Police believe that the Maoists are slowly and quietly making a base in the city. The police also suspect that the rebels might have some dangerous plans for the city. These fears stem from the fact that during the arrests of the suspected Maoists last year, the police recovered some detonators, a hand grenade, two firearms and 20 gelatin sticks.
According to police sources, Maoists have also articulated a new strategy to target urban centres in India, drawing up “guidelines for working in towns and cities”, and for the revival of a mobilisation effort targeting students and the urban unemployed. In 2006, Union Home Minister Shivraj Patil told the Lok Sabha that Maoists were planning to target important installations in major cities, including Mumbai.
But, there is no immediate threat. “There is no armed activity in Mumbai at the moment and the Maoists have kept their activities limited to propagating their ideology, setting up secret cells for frontal organisations and recruiting people,’’ says a police sources, speaking on the condition of anonymity. The Maoists are trying to spread their movement among trade and labour unions, poor people and students.
According to police sources, there are some 75 Maoists in Mumbai.
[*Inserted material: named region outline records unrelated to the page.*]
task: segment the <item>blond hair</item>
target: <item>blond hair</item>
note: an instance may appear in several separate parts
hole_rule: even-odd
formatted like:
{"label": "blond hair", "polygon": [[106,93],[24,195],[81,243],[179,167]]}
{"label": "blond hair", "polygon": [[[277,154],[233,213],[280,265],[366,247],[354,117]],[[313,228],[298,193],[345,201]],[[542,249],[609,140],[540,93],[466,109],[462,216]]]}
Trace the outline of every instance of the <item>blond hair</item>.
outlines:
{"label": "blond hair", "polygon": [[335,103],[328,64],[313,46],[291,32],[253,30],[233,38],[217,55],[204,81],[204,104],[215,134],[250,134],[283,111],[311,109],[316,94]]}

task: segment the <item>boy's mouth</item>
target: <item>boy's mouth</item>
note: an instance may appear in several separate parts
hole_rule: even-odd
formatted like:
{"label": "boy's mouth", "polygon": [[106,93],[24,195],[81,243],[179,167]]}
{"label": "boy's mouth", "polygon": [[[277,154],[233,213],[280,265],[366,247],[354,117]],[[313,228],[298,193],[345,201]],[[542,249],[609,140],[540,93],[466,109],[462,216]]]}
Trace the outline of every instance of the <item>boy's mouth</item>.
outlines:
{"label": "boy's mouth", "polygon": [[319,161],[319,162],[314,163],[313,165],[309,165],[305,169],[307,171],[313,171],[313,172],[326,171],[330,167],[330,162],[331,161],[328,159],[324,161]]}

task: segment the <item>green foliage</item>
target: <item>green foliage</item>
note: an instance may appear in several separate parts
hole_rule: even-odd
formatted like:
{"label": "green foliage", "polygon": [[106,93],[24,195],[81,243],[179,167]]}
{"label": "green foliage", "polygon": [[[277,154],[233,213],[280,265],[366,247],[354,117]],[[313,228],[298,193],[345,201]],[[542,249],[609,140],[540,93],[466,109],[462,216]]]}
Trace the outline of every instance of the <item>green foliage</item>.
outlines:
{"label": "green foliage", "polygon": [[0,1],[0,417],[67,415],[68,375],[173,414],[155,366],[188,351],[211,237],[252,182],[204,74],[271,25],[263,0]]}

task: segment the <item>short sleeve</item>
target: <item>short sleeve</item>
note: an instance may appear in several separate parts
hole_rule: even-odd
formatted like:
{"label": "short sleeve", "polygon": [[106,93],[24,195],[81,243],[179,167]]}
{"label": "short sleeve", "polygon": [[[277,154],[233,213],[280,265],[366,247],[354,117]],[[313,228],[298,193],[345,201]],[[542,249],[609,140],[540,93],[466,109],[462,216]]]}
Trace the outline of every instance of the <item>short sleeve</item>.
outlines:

Most of them are not active members of the banned CPI (Maoist), but they sympathise with the leftist group’s cause. “We have come across several such people and are in the process of identifying them and preparing dossiers on them,” says an officer involved in the investigation.
The police believe that the Maoists come to Mumbai to regroup. “They are using Mumbai as a place of rest, planning and recruitment. The guerrillas who get injured in encounters with the police are sent to Naxal dens in Mumbai for treatment, education and relaxation,” says the officer.
Apprehending a major problem cropping up sometime soon, the ATS is getting inputs from the Special Branch and the State Intelligence Department (SID) about the Maoists and keeping an eye on some people. “Over half a dozen lawyers are on our radar but we cannot arrest them if there is no evidence against them,” says an ATS officer.
While Mumbai may be safe for the moment, sources claim that the Maoists definitely have plans to take their war to other urban centres. The rebels, the sources add, have plans to strike in the industrial belts of Bhilai-Ranchi-Dhanbad-Calcutta and Mumbai-Pune-Surat-Ahmedabad to take their battle into the heart of India.